Les Européens sont des citoyens plutôt fâchés qui, sauf en Grèce et en Espagne, ont sanctionné les partis politiques au pouvoir en se réfugiant dans les formations d'opposition. Il y a plusieurs lectures possibles des résultats. Une lecture nationale, qui rend compte des situations particulières des gouvernements: Blair est puni pour l'Irak, Schröder pour le chômage, Chirac pour incompatibilité avec ceux qui l'ont élu, etc. Une lecture régionale: l'est du continent se montre à la fois plus indifférent et plus réactif que l'ouest. Et une lecture européenne proprement dite, la plus nécessaire quoique la plus difficile.

Toute l'institution électorale européenne porte à privilégier le niveau national du vote et de son interprétation. C'est un compatriote qu'on élit ou qu'on n'élit pas, en fonction d'un débat national. L'électeur n'a pas d'autre choix, il ne peut ni agir ni même penser hors du cadre national. Il ne faut donc pas s'étonner, ni regretter au lendemain que les Européens ne se soient préoccupés que de leur pré carré. Il n'y a pas de parti européen, sauf, balbutiant, celui des Verts; il n'y a pas d'exécutif européen comme tel, opposé à un législatif dont la composition constituerait un enjeu. Le pouvoir des gouvernements est bien trop prédominant dans l'Union, via le Conseil européen, pour que la couleur dominante du Parlement ait une réelle importance. Les lois qui émanent de Strasbourg sont le fait de coalitions compliquées dans lesquelles s'enchevêtrent toutes sortes d'intérêts, et pas seulement liés à de strictes convictions politiques. L'élection d'une présidence changerait probablement la nature du vote et les priorités des votants, mais on n'en est pas encore là.

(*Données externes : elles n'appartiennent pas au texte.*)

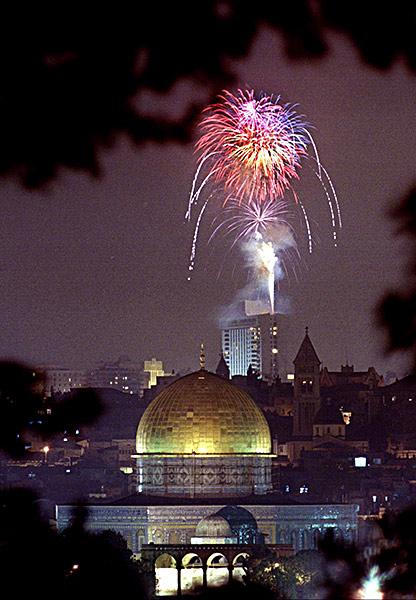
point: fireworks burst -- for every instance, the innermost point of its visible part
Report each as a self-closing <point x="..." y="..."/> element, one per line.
<point x="250" y="152"/>
<point x="254" y="145"/>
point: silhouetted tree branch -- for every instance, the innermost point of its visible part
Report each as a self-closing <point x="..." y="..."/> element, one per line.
<point x="70" y="80"/>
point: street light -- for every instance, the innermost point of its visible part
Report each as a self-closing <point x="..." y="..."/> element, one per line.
<point x="45" y="450"/>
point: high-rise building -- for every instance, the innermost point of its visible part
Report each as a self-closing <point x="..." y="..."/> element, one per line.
<point x="62" y="379"/>
<point x="154" y="369"/>
<point x="254" y="340"/>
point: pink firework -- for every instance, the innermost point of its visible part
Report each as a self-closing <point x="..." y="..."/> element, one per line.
<point x="254" y="146"/>
<point x="250" y="151"/>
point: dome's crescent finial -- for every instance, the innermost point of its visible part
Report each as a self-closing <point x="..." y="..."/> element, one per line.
<point x="202" y="357"/>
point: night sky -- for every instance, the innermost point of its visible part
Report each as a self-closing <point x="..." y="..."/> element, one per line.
<point x="95" y="268"/>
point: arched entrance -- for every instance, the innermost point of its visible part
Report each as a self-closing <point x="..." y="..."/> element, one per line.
<point x="238" y="562"/>
<point x="166" y="575"/>
<point x="191" y="573"/>
<point x="217" y="570"/>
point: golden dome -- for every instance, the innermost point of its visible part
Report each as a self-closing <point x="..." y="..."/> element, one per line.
<point x="203" y="413"/>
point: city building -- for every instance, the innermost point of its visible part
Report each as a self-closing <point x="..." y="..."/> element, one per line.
<point x="204" y="489"/>
<point x="154" y="369"/>
<point x="62" y="379"/>
<point x="123" y="374"/>
<point x="256" y="341"/>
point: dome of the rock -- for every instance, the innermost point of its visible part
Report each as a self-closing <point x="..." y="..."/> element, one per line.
<point x="202" y="413"/>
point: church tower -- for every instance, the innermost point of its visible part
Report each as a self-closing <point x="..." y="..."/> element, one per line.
<point x="306" y="399"/>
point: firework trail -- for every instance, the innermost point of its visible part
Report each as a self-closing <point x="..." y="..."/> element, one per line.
<point x="264" y="234"/>
<point x="250" y="152"/>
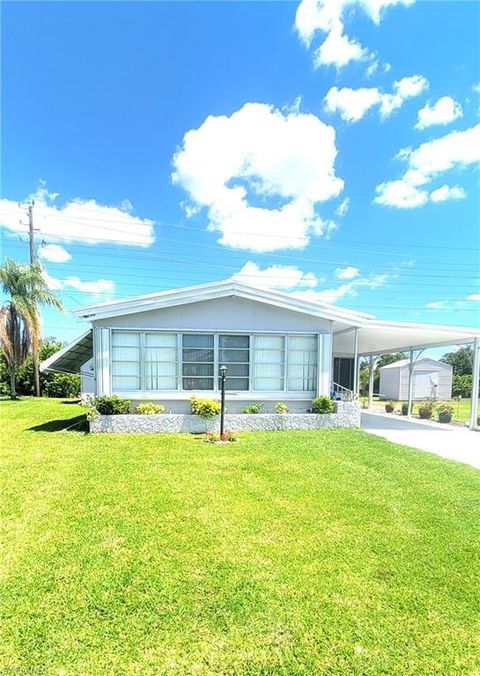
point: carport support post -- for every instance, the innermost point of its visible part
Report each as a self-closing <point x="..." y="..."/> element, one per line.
<point x="371" y="373"/>
<point x="411" y="365"/>
<point x="475" y="377"/>
<point x="355" y="364"/>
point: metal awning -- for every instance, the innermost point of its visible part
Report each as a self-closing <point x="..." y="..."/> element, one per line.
<point x="71" y="357"/>
<point x="376" y="337"/>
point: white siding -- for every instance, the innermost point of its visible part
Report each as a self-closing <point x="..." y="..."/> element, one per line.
<point x="394" y="381"/>
<point x="87" y="379"/>
<point x="217" y="316"/>
<point x="389" y="384"/>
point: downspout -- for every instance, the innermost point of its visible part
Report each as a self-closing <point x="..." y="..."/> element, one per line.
<point x="475" y="378"/>
<point x="355" y="363"/>
<point x="410" y="383"/>
<point x="371" y="371"/>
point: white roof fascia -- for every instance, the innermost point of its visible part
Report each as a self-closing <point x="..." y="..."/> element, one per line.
<point x="213" y="291"/>
<point x="45" y="365"/>
<point x="401" y="363"/>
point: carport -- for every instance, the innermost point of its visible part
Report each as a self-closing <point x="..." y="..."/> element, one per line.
<point x="373" y="338"/>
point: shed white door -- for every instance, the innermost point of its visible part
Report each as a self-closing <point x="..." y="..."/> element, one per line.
<point x="425" y="384"/>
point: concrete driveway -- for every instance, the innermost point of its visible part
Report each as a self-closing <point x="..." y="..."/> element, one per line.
<point x="455" y="443"/>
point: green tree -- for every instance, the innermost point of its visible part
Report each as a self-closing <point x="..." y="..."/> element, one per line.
<point x="383" y="361"/>
<point x="20" y="319"/>
<point x="51" y="384"/>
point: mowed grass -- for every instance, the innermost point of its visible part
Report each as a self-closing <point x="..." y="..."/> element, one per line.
<point x="330" y="552"/>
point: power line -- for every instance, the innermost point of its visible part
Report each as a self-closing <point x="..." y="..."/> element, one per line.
<point x="255" y="233"/>
<point x="149" y="256"/>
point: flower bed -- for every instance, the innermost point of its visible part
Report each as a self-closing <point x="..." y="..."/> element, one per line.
<point x="347" y="414"/>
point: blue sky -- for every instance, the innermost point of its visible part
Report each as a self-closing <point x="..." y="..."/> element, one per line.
<point x="170" y="144"/>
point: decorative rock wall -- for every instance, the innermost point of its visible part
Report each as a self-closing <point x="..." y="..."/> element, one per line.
<point x="347" y="415"/>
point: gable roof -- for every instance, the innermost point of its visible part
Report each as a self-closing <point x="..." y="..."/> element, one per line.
<point x="405" y="362"/>
<point x="213" y="290"/>
<point x="71" y="357"/>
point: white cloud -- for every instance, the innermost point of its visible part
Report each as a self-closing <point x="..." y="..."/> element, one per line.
<point x="400" y="194"/>
<point x="79" y="221"/>
<point x="338" y="50"/>
<point x="349" y="289"/>
<point x="343" y="207"/>
<point x="52" y="282"/>
<point x="95" y="287"/>
<point x="353" y="104"/>
<point x="347" y="273"/>
<point x="444" y="111"/>
<point x="447" y="192"/>
<point x="54" y="253"/>
<point x="455" y="150"/>
<point x="327" y="18"/>
<point x="437" y="305"/>
<point x="275" y="276"/>
<point x="260" y="174"/>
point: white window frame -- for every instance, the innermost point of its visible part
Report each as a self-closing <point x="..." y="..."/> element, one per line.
<point x="259" y="394"/>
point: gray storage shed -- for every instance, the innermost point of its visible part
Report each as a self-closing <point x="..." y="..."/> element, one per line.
<point x="432" y="379"/>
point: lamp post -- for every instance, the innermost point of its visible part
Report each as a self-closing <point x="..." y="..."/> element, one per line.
<point x="223" y="373"/>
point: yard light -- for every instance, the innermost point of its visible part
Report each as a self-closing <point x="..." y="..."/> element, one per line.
<point x="223" y="373"/>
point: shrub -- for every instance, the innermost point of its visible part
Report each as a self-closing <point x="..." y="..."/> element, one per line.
<point x="112" y="405"/>
<point x="91" y="412"/>
<point x="205" y="408"/>
<point x="149" y="408"/>
<point x="425" y="410"/>
<point x="443" y="409"/>
<point x="214" y="438"/>
<point x="323" y="404"/>
<point x="254" y="407"/>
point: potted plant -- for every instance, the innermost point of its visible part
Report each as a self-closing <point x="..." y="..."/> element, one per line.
<point x="425" y="410"/>
<point x="444" y="413"/>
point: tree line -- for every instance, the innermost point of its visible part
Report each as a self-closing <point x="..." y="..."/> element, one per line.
<point x="22" y="347"/>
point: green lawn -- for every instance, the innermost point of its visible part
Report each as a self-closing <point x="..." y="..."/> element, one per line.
<point x="330" y="552"/>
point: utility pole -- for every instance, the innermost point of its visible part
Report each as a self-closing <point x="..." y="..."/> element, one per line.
<point x="35" y="356"/>
<point x="31" y="232"/>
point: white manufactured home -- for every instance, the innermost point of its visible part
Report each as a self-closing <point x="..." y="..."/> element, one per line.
<point x="170" y="345"/>
<point x="432" y="379"/>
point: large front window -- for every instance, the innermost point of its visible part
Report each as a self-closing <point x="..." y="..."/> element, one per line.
<point x="198" y="363"/>
<point x="234" y="353"/>
<point x="161" y="361"/>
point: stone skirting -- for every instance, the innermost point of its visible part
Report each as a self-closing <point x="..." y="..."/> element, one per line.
<point x="347" y="415"/>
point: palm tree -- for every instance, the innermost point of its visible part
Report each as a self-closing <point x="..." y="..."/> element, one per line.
<point x="20" y="320"/>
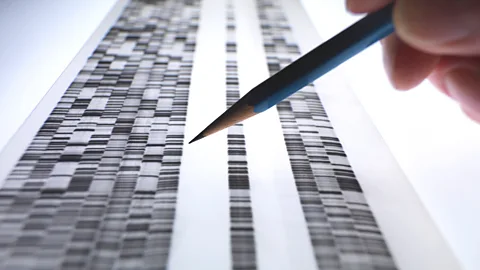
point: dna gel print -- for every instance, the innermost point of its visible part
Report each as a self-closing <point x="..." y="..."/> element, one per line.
<point x="343" y="231"/>
<point x="241" y="216"/>
<point x="97" y="186"/>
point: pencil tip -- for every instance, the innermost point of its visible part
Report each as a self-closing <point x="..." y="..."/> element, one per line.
<point x="198" y="137"/>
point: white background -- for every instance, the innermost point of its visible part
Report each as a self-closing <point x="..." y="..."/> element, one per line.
<point x="435" y="144"/>
<point x="437" y="147"/>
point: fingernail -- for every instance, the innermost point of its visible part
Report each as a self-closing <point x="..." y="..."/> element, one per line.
<point x="463" y="85"/>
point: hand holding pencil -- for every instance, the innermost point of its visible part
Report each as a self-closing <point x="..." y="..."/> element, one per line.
<point x="434" y="39"/>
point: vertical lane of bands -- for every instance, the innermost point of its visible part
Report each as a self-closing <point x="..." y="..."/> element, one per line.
<point x="242" y="233"/>
<point x="392" y="199"/>
<point x="343" y="231"/>
<point x="97" y="186"/>
<point x="201" y="229"/>
<point x="281" y="232"/>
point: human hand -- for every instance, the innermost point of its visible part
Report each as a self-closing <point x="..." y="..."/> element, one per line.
<point x="435" y="39"/>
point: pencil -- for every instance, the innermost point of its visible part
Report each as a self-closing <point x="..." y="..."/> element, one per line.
<point x="306" y="69"/>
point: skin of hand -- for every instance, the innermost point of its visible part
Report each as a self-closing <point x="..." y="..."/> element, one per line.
<point x="434" y="39"/>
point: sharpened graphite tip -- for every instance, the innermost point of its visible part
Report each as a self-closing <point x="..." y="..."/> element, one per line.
<point x="198" y="137"/>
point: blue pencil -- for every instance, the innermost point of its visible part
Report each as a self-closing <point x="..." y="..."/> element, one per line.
<point x="306" y="69"/>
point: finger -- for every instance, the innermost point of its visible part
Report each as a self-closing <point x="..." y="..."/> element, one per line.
<point x="406" y="67"/>
<point x="439" y="26"/>
<point x="363" y="6"/>
<point x="460" y="67"/>
<point x="472" y="114"/>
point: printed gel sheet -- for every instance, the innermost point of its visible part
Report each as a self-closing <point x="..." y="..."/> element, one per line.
<point x="108" y="182"/>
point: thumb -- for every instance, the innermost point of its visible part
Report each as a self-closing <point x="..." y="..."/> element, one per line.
<point x="447" y="27"/>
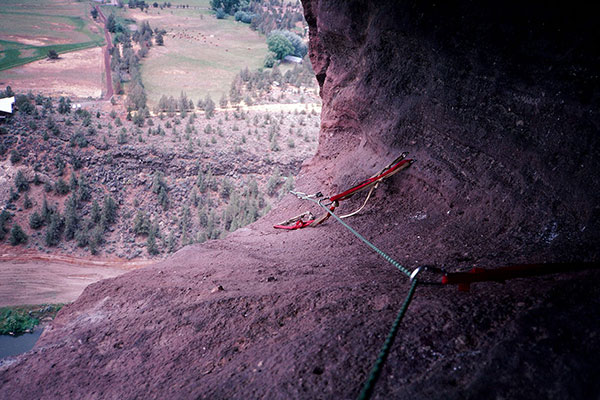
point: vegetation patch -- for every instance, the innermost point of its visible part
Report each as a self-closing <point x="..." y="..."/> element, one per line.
<point x="23" y="319"/>
<point x="29" y="30"/>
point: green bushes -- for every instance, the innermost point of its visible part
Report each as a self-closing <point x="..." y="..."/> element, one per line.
<point x="21" y="319"/>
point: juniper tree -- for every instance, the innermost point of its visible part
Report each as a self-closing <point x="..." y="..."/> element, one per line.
<point x="109" y="212"/>
<point x="17" y="235"/>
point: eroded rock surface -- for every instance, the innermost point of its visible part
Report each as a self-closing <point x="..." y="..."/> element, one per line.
<point x="499" y="103"/>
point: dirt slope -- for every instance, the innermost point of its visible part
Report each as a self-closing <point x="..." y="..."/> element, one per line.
<point x="500" y="106"/>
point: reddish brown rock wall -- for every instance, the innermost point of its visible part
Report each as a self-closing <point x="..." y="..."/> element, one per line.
<point x="500" y="106"/>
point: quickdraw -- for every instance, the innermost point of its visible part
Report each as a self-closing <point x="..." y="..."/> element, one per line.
<point x="307" y="219"/>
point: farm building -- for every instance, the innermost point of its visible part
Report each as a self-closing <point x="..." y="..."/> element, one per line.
<point x="6" y="105"/>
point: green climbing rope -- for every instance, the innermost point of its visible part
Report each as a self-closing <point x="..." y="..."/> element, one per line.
<point x="361" y="237"/>
<point x="369" y="384"/>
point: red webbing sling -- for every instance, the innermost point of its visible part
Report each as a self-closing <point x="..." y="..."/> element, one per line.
<point x="397" y="165"/>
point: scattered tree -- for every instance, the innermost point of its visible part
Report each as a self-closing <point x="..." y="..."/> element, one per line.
<point x="17" y="235"/>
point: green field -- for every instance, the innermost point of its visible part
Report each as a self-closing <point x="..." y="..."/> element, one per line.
<point x="30" y="28"/>
<point x="192" y="60"/>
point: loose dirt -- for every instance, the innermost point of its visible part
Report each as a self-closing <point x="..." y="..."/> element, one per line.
<point x="29" y="277"/>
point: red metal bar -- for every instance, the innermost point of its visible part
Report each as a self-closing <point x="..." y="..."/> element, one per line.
<point x="350" y="192"/>
<point x="464" y="279"/>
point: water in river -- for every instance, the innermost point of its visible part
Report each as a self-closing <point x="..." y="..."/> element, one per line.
<point x="14" y="345"/>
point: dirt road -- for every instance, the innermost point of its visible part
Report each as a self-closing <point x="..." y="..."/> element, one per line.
<point x="109" y="88"/>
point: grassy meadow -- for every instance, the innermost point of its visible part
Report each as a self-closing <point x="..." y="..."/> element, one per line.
<point x="30" y="28"/>
<point x="201" y="55"/>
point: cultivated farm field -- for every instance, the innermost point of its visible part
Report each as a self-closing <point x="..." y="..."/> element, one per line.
<point x="201" y="56"/>
<point x="30" y="28"/>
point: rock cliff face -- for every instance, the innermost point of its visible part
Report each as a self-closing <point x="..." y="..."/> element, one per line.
<point x="500" y="105"/>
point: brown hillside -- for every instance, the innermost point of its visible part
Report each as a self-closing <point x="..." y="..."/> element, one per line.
<point x="500" y="106"/>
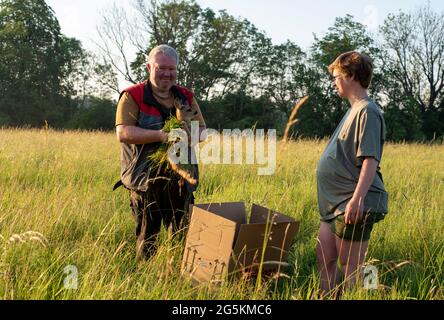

Plus généralement, ce scrutin, le plus vaste jamais organisé sur le continent, révèle un état d'esprit: l'Union n'enthousiasme pas mais elle ne mobilise pas non plus contre elle. Les partis anti-européens de Grande-Bretagne ou de Pologne ont fait le plein des opposants avec moins de 20%, ce qui signifie que 80% des Britanniques ou des Polonais ne sont pas anti-européens. Ailleurs, les partis souverainistes n'ont pas non plus percé. Si les gouvernements nationaux suscitent des réactions de rejet, l'Europe, elle, suscite plutôt perplexité et indifférence.

Les dirigeants ne font rien pour qu'il en soit autrement. Muets avant le scrutin sur le seul thème risqué, la Constitution, ils oseront encore moins aborder le sujet lors du sommet de cette semaine en Irlande. Bafoués chez eux, ils n'auront rien à dire, collectivement, aux Européens. Suite à ces élections, il n'y aura peut-être pas de Constitution.